Clark concludes: Focusing on Stanko is just part of the solution, assuming we're interested in reducing crime and not merely in meting out just deserts. You could challenge your readers to reconsider their retributive instincts by visiting the Criminal Justice page, and suggest they address the vital questions of what social conditions create Stanko and others like him, and what can we do to prevent other such human horrors. The basic issue is, what sort of a society do we want to be? A society that executes those unfortunate individuals who are caused to become murderers or a society that addresses those causes?

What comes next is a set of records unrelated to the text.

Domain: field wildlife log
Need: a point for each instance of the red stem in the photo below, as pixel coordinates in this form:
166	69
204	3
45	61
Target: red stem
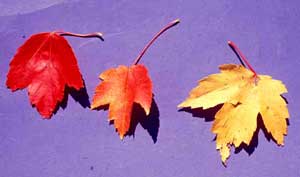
171	24
96	34
242	56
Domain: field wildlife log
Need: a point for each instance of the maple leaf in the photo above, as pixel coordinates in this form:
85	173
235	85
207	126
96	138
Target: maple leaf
45	64
122	87
244	96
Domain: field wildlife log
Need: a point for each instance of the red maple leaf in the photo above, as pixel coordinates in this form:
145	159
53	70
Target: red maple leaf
45	64
124	86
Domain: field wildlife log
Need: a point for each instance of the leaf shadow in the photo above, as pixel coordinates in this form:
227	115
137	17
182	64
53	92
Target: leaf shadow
148	122
209	115
81	96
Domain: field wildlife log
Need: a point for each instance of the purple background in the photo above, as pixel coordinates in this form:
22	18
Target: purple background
78	142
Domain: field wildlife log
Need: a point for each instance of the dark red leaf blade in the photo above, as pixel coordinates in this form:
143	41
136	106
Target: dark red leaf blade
45	64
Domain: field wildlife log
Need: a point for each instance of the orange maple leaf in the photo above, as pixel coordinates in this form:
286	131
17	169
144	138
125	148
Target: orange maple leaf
244	96
123	86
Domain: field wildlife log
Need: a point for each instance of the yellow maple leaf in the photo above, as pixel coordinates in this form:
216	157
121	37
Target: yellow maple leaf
244	96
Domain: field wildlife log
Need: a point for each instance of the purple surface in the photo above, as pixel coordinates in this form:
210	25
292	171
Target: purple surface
78	142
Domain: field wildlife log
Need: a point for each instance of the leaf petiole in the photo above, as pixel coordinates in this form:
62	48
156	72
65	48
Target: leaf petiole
242	56
96	34
171	24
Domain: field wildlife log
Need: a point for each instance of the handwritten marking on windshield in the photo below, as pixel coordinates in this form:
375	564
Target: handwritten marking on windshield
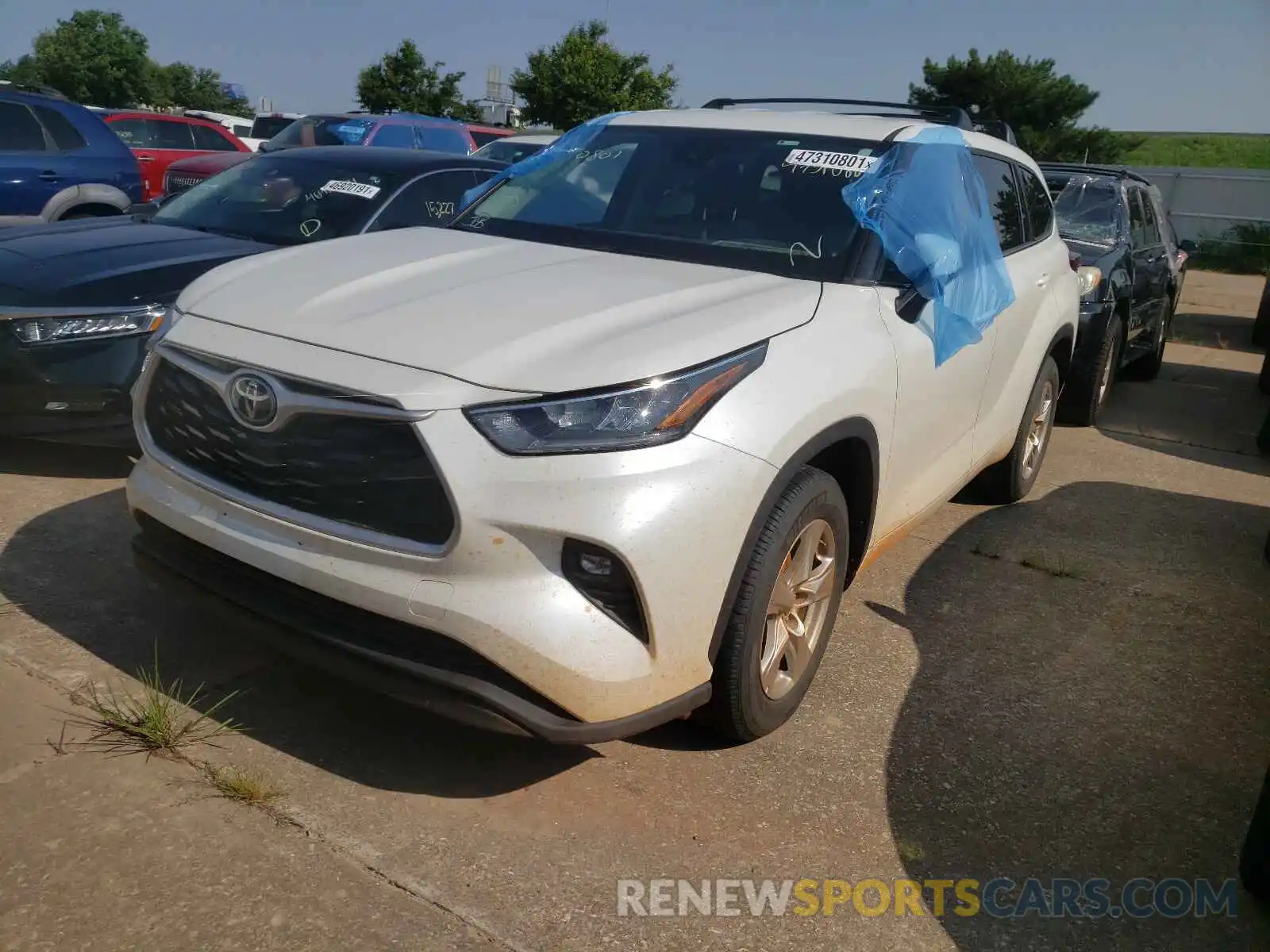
817	254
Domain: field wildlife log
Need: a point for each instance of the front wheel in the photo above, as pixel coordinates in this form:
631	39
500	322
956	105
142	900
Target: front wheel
784	612
1013	478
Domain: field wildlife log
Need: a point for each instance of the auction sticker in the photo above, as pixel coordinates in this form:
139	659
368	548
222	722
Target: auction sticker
351	188
850	163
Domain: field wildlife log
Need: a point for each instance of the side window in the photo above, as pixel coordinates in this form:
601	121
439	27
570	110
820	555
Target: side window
394	136
1037	203
19	132
431	200
171	135
1137	220
1003	201
64	133
133	132
211	140
1151	225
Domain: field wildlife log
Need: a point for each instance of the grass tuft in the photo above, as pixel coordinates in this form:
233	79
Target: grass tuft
244	786
156	720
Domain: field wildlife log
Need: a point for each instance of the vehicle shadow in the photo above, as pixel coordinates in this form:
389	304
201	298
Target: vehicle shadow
29	457
1091	701
125	620
1210	414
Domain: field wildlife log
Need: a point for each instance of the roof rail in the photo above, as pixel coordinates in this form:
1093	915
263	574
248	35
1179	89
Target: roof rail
999	129
29	88
1117	171
946	116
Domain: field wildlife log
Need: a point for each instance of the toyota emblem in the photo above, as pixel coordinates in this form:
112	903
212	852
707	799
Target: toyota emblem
253	401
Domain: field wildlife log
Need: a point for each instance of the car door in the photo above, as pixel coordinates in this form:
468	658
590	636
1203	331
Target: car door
31	167
1146	253
1159	260
1026	222
431	200
937	408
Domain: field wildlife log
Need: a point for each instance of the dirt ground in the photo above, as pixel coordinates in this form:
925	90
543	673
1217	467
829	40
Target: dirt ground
1077	685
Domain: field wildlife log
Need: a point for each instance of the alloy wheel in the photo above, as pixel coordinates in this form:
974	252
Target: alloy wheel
798	608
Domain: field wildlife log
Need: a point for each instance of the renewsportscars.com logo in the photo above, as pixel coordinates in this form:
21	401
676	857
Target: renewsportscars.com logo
1000	898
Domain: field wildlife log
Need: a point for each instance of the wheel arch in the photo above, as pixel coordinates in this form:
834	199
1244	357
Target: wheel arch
848	451
93	194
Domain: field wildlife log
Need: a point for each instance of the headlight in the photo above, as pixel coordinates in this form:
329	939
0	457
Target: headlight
1090	278
660	410
88	327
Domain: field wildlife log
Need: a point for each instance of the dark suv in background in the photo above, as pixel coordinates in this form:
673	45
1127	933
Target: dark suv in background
1132	273
59	160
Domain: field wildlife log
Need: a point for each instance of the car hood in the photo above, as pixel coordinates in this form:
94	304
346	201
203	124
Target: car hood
501	313
107	262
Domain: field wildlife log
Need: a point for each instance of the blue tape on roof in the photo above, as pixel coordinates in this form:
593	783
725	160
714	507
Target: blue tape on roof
927	203
564	148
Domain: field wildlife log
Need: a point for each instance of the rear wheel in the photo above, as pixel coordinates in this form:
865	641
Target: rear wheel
784	612
1013	478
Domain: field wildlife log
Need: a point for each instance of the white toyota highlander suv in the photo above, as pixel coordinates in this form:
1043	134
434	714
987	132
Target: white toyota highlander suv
610	448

Comment from Nils Rauhut, chairman of the Department of Religion and Philosophy at Coastal Carolina University: Thomas Clark raises some interesting questions about causality and freedom. I agree with him that we do not fully understand the relationship between causality and freedom. It is a mystery how we can be free, although all events are caused by the past. The honest conclusion to draw from this is that we do not quite know to what degree we can act differently than we indeed do act. However, this does not mean that we have to abolish any system of punishment. Although we do not exactly know how free we really are, it is a matter of fact that we treat each other as if we are responsible. We cannot avoid that.